Rated Chinese companies in commodity-related industries are likely to feel an increasing effect through the global value chain. That is because the prices of commodities are likely to become more volatile as the trade dispute escalates and hits a wider range of commodities.

The effect of the tariffs will be amplified because companies that use the higher-tariff and therefore higher-cost commodity products as raw materials will gradually diversify or change the sources of these products to suppliers outside China, the US, or both.

The resulting changes in demand for and supply of certain commodities across borders will likely cause fluctuations in pricing, which will in turn lower the predictability of companies’ revenue and cash flow generation.

It is difficult to forecast the magnitude of commodity-price volatility or to quantify the effect on companies. Companies with a well diversified customer base such as COFCO (Hong Kong) Limited (A3 stable) and the national oil companies will be more sheltered from the indirect impact because no individual customer accounts for large percentage of revenue.

These companies are situated toward the upstream of their respective value chains and further away from finished products.
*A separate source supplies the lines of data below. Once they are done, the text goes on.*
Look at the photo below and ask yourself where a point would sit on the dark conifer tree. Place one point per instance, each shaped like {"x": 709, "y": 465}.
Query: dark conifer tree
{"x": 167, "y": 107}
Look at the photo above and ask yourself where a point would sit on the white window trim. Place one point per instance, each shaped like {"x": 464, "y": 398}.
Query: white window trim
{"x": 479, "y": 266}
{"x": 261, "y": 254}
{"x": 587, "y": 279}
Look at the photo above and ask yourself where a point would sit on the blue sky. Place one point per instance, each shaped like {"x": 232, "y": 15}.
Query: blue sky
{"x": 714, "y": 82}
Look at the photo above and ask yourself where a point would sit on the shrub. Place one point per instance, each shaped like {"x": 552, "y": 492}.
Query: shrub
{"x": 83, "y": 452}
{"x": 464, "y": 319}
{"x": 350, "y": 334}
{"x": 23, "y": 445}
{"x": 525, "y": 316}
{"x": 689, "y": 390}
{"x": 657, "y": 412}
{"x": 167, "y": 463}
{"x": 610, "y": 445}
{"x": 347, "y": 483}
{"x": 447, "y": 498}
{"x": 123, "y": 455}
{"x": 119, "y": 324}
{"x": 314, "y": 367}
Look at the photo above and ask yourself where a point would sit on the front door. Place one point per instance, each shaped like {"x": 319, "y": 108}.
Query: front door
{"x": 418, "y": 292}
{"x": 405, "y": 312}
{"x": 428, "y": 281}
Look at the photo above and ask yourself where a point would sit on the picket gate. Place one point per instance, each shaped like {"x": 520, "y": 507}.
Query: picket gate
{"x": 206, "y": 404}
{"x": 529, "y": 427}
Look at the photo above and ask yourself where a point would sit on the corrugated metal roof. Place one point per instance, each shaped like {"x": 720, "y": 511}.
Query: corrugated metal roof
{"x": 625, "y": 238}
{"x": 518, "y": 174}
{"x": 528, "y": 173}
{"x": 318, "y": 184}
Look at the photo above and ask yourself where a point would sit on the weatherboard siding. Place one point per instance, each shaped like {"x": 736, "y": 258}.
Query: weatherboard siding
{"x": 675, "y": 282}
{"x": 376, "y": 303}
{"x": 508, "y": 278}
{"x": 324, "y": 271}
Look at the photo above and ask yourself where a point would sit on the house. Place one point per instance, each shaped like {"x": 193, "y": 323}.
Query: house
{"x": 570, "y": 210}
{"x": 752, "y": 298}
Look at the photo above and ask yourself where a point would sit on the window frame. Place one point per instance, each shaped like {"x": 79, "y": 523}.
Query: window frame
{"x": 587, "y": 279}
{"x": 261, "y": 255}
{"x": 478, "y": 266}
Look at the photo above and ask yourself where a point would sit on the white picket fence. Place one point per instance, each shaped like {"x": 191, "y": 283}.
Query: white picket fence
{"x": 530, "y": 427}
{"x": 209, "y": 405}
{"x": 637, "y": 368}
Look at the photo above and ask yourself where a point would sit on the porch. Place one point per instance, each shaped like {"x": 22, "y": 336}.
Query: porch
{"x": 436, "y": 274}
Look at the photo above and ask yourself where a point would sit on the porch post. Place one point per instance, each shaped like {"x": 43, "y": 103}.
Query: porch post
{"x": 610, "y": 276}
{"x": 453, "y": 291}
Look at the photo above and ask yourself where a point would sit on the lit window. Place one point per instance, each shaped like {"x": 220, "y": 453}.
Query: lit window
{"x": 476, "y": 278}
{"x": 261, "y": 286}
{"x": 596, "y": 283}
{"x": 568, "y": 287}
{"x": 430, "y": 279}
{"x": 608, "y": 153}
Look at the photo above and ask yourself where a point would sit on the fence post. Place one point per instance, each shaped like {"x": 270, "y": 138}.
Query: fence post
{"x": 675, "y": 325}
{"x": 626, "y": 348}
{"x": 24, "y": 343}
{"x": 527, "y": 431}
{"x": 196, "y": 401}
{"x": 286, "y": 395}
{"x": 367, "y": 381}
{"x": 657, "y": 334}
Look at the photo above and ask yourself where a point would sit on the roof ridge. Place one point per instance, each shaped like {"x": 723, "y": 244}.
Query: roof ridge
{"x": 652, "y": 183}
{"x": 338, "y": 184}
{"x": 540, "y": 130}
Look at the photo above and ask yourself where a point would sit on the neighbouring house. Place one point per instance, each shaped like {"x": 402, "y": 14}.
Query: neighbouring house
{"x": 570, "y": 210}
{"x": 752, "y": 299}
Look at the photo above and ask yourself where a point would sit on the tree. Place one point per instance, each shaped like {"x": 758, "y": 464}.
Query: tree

These factors will also shelter the companies because their customers do not sell products or provide services that are directly exposed to the higher U.S tariffs.

Given the wide range of Chinese products the U,S is targeting, component manufacturers for consumer appliances and electronic products such as computers, computer accessories, and video and audio equipment will also see an indirect effect.

We estimate about 30 percent of China’s total exports to the U.S in 2017 were consumer appliances and electronics, based on data from the U.S Census Bureau. These products have an aggregate value of around $170 billion.

Most of the products from rated component manufacturers, such as Kangde Xin Composite Material Co., Ltd. (Ba3 review for downgrade), Sunny Optical Technology (Group) Co. Ltd. (Baa2 stable) and AAC Technologies Holdings Inc. (Baa1 stable), are not directly exposed to the proposed and implemented tariffs.

However, if their downstream customers are affected because they export the listed products to the U.S, we expect these customers to respond to higher tariffs partly through price compression along the value chain. We believe the effects of this compression will take some time to surface, and we will monitor the potential effect on the rated companies.

Rated Chinese e-commerce companies have low exposure to the tariffs. Cross-border sales typically account for less than 5 percent of revenue for JD.com,Inc. (Baa2 positive) and Vipshop Holdings Limited (Baa1 stable). Even for Alibaba Group Holding Limited (A1 stable), which has a global sourcing platform, cross-border sales are less than 10 percent of its total revenue.

The portion of revenue directly related to US trade is a fraction of the 5 percent -10 percent revenue exposure (direct and indirect) we estimate the company has to the U.S. We expect Alibaba can diversify its revenue exposure to other regions relatively easily.

Additionally, the 5 percent – 6 percent depreciation of the renminbi during the past few months makes Chinese exports less expensive versus competing suppliers in other countries. That will lessen the effect of the U.S tariffs on Chinese companies.

But, as highlighted above, the potential for higher tariffs and the resulting higher product prices to reduce demand for Chinese products is increasing as a risk. These escalations in the dispute could have a negative impact on investment and economic growth in China and the U.S, which would spill over to Chinese companies in a wide range of sectors.